Prompt caching ROI calculator
Anthropic gives ~90% off cached input tokens. OpenAI and Gemini do similar. But how much do you actually save? Plug in your numbers and see real monthly cost with caching, plus the breakeven hit rate where it starts paying for itself.
How much of your prompt is system message + repeated context (cacheable). Tools, system, and a long shared knowledge base are usually 70–95%.
% of calls that hit the cache (vs. need a fresh write). High-traffic chatbots see 80–95%. Long-tail content is usually 30–60%.
Models Anthropic-style caching: cache reads at the cached-input rate, cache writes at the cache-write rate (typically 1.25× regular input). Steady-state approximation: assumes cache writes are amortized across many hits.
How prompt caching actually works
When your app sends the same long context repeatedly (system prompts, tool definitions, knowledge bases, few-shot examples), providers can cache the encoded version of those tokens on their side. Subsequent calls within the cache lifetime read from the cache at a heavily discounted rate.
Three things to know:
- Cache writes cost more than regular input. Anthropic charges ~1.25× input price for the first call that primes the cache (5-min TTL). 2× for 1-hour TTL. So caching only saves money once enough hits amortize the write.
- Hit rate is everything. If most of your traffic is unique long-tail prompts, caching may cost more than it saves. High-traffic chatbots with shared system prompts see 80–95% hit rates and the savings are massive.

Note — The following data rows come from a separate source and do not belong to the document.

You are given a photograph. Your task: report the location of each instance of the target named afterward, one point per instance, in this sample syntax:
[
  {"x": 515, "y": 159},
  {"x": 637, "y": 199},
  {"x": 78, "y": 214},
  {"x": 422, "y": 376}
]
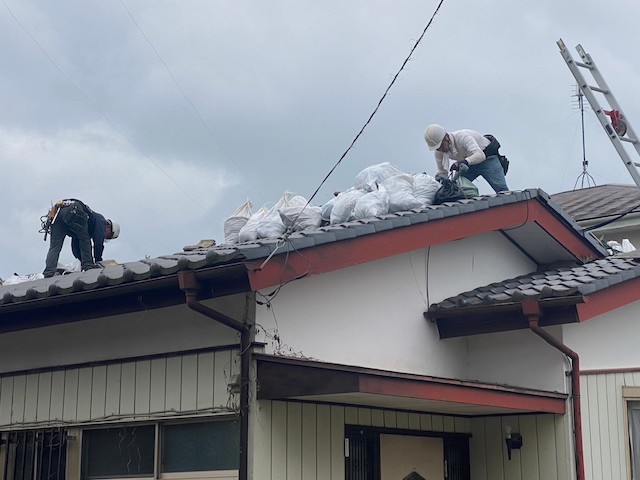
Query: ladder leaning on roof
[{"x": 613, "y": 121}]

- Breakeven hit rate tells you the threshold where caching pays for itself. For Claude, it's typically around 22%. Below that, skip it.

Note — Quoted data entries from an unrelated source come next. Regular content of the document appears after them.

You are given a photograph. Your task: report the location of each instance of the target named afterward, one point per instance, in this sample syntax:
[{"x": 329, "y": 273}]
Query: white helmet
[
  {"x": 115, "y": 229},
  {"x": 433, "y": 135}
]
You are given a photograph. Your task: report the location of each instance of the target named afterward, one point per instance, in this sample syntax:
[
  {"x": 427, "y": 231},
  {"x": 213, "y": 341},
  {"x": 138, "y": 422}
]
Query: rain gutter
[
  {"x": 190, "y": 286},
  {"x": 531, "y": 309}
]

OpenAI's prompt caching is automatic and doesn't have a separate write price; cached tokens are simply 50% off. Gemini context caching uses a per-hour storage fee plus discounted reads. This calculator models the Anthropic-style explicit-cache-write case, which is the most complex and where you most need the math. For the simpler models, ignore the breakeven and the savings will be a strict improvement.